Green Pass
Since the beginning of July 2021 European Union adopted a Digital Green Pass to facilitate the movement of people within the Union during the pandemia. However many countries are issuing the Pass as PDF to print, and even who is using a dedicated app does not provide any Apple Watch companion to display the code from the wrist.
Because the standard of the Green Pass is open, I decided to write an app to handle it.
Digital Green Pass
The European Union releases the Digital Green Pass as QR Code that contains mainly 3 information:
- The date of validity of the pass;
- The basic data of the owner of the pass;
- A description of the kind of pass.
This last information can go under 3 categories: the pass can be generated after a vaccine, after a recovery or after a test, the test can be the rapid or the PCR. These data are packed in a CBOR structure (that is like JSON but binary), gzip compressed and then encoded with Base45. The final result is a string that is converted in a QR Code.
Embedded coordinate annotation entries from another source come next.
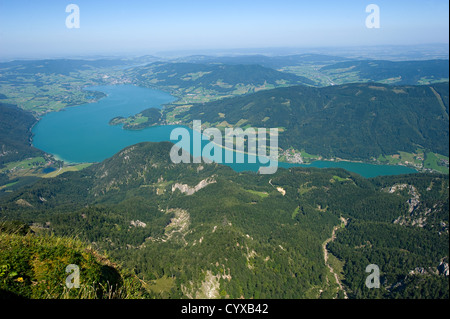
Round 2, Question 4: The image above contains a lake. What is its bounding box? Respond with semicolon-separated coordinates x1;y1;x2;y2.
33;85;416;178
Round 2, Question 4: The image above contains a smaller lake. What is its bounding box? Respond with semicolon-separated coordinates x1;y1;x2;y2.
33;85;416;178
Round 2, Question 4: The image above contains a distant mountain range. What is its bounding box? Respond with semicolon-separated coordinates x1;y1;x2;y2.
179;83;449;160
0;143;448;299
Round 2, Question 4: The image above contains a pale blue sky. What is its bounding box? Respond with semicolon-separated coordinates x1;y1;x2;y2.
0;0;449;57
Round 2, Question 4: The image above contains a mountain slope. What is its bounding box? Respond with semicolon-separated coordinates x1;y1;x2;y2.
320;60;449;85
0;143;448;298
127;63;313;101
0;103;43;167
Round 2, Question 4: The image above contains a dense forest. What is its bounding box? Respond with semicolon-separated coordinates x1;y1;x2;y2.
177;83;449;160
0;102;43;168
321;60;449;85
0;143;449;298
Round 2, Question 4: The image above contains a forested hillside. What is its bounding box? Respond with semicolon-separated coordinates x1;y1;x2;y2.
177;82;449;160
320;60;449;85
0;143;449;298
0;103;43;168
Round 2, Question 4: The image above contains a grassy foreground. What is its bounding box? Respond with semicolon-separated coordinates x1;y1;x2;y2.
0;222;146;299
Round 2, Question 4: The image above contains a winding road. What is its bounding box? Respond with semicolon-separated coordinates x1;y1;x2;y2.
322;217;348;299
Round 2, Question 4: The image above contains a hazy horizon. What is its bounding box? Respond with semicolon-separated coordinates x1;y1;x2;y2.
0;0;449;59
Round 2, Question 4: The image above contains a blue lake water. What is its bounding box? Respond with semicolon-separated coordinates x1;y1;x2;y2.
33;85;416;177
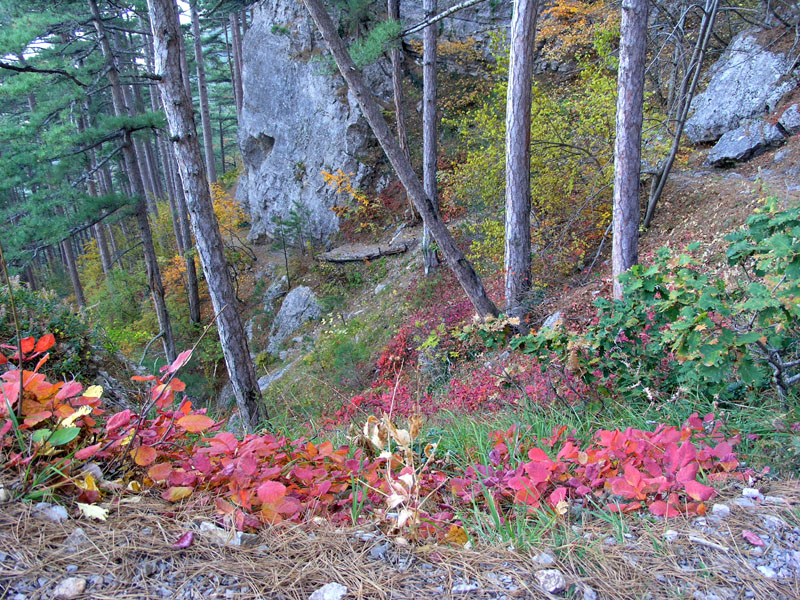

The structure of the data is described on the EU Portal and expanded in the many examples of the Git Repository and for the protocol my starting point was the excellent work of Tobias Girstmair where he also shows a good link to generates the different kind of Green Pass.
Then the app is simply a QR Code scanner that decodes the data, verify the signature and display everything to the user.
The verification of the signature requires the public key of the issuer in order to check if the encryption was done with the proper private key. These keys are available only for the members of the Digital COVID-19 Certificate Gateway that, at the moment, does not have a public access so I cannot access it. Luckily, the Netherland Healthcare Authority has a public API that distributes a subset of the available public keys without restrictions, so I am using that repository. If DCCG will decide to open the API to external people, I will implement it in a future version of the app.
Some pass can be revoked because is considered fraudulent or simply expired for some reason (for example a person has a valid test but then get the virus). For this reason it is recommended to implement a revoke list. Unfortunately there is not a standard for it and each country uses its own. As usual, because I am not part of any healthcare network, I used one publicly available, in this case the French list that can be found on this git link.
The source code of the app is available here. Since it uses several JSON files to decode the codes of the various item in the pass (like the kind of vaccine, the laboratory of the test the manufacturer of the test etc.) I created a Python script to collect these different files. The files must be included in the source tree of the app because the conversions are done offline to prevent the app to get stuck if the Internet connection is not available (and to prevent MITM attacks, especially for the file of the keys).
Privacy
Apple requires a privacy disclaimer to submit applications to their store, so this is the one for Digital Green Pass.
The app saves the data contained in the Green Pass directly on the iPhone or the Apple Watch, it never send any data to anyone, it does not communicate with any server.
No data is shared with anyone for profiling, advertisements, marketing or any other service.